Out-of-Network Claims Are Very Common—and Very Costly

A new Kaiser Family Foundation report illustrates the toll of out-of-network charges.
A doctor reads a blood pressure gauge during an examination on April 11th, 2006, in Dorchester, Massachusetts.

When facing a medical emergency, few patients pause to consider whether the emergency room they end up in, or the doctors providing their care, are in their health insurance plan’s network. A new analysis from the Kaiser Family Foundation suggests patients pay a steep price when they’re not able to consider that variable.

Most private insurance plans strongly prefer that enrollees use providers within the plan’s established network of providers. To encourage this, insurers typically cover a much higher percentage of the care provided by within-network providers; insurers are also required, under the Affordable Care Act, to limit annual cost-sharing payments for care provided by in-network providers. By contrast, enrollees who receive care from providers outside their plan’s network are often hit with very high out-of-pocket costs. This issue has received quite a bit of attention in recent years, with patients sharing horror stories of surprise bills for care provided by out-of-network providers they barely interacted with at in-network facilities.

In a new analysis, Kaiser Family Foundation researchers Gary Claxton, Matthew Rae, Cynthia Cox, and Larry Levitt examine the prevalence of out-of-network claims among large employer-sponsored plans. As the chart below, from the report, illustrates, out-of-network claims resulting from both inpatient and outpatient hospital stays are common:

(Chart: Kaiser Family Foundation)

Over 17 percent of inpatient hospital stays resulted in at least one out-of-network claim, while over 7 percent of outpatient hospital “service days” resulted in an out-of-network claim. And even patients at in-network facilities can face these claims. As the chart below shows, 15.4 percent of inpatient admissions at an in-network facility resulted in at least one out-of-network claim:

(Chart: Kaiser Family Foundation)

The problem is particularly pronounced among inpatient admissions that included an emergency room claim. Approximately 27 percent of inpatient admissions with an emergency room claim included at least one out-of-network claim (in comparison to about 15 percent of those without an emergency room claim), and 24.7 percent of admissions at in-network facilities including an emergency room claim included at least one out-of-network claim. As the authors note, patients in emergency situations “have limited ability to control the care they receive and from whom they receive it. Even when the facility is in-network, the professional services may not be and the patient often is not in a position to direct their care.” In a study published in 2016, researchers found that out-of-network emergency room doctors were paid over 2.5 times what in-network doctors were (for the same services).

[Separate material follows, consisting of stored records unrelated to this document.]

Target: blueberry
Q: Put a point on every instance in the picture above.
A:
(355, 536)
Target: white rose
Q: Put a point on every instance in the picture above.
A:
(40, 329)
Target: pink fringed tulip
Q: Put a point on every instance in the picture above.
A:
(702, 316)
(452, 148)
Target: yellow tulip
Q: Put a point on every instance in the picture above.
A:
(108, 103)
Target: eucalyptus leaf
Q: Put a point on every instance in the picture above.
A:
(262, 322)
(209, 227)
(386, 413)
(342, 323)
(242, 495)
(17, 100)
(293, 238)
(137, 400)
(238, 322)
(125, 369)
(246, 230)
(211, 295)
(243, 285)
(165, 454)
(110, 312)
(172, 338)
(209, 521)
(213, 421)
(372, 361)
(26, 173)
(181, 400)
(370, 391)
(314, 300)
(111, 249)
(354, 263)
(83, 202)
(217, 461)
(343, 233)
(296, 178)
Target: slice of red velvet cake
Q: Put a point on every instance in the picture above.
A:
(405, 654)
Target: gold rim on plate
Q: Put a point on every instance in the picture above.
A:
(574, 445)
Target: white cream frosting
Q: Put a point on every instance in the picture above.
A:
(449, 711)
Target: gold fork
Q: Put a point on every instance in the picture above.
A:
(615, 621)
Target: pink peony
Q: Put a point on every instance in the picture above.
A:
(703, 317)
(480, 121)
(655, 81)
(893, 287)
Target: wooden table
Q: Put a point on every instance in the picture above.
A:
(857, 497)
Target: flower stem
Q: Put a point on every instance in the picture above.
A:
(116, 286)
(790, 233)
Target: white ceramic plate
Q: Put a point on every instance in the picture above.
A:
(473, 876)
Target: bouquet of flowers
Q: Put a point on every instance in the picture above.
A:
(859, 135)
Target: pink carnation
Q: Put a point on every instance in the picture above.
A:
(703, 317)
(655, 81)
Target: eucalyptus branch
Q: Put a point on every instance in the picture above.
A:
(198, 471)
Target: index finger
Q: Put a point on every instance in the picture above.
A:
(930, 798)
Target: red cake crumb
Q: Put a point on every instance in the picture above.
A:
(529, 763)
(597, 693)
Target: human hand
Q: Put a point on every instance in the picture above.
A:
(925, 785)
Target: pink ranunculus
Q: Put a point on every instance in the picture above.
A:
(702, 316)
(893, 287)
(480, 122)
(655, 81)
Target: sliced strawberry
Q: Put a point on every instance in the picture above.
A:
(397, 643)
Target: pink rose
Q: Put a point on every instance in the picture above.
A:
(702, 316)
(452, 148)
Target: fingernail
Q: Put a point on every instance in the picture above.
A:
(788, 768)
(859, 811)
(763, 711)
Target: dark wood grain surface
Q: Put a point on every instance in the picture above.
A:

Out-of-network claims are also particularly prevalent for mental-health services, as the chart below illustrates:

(Chart: Kaiser Family Foundation)

A whopping 33.5 percent of inpatient admissions (for psychological or substance abuse issues) included at least one out-of-network claim. The authors write that “[t]hese high rates raise questions about the availability of services within plan networks, and perhaps of the quality of the network providers.”

Policymakers at both the state and federal level have taken steps to protect patients from these surprise bills, but this Kaiser Family Foundation report suggests more work remains.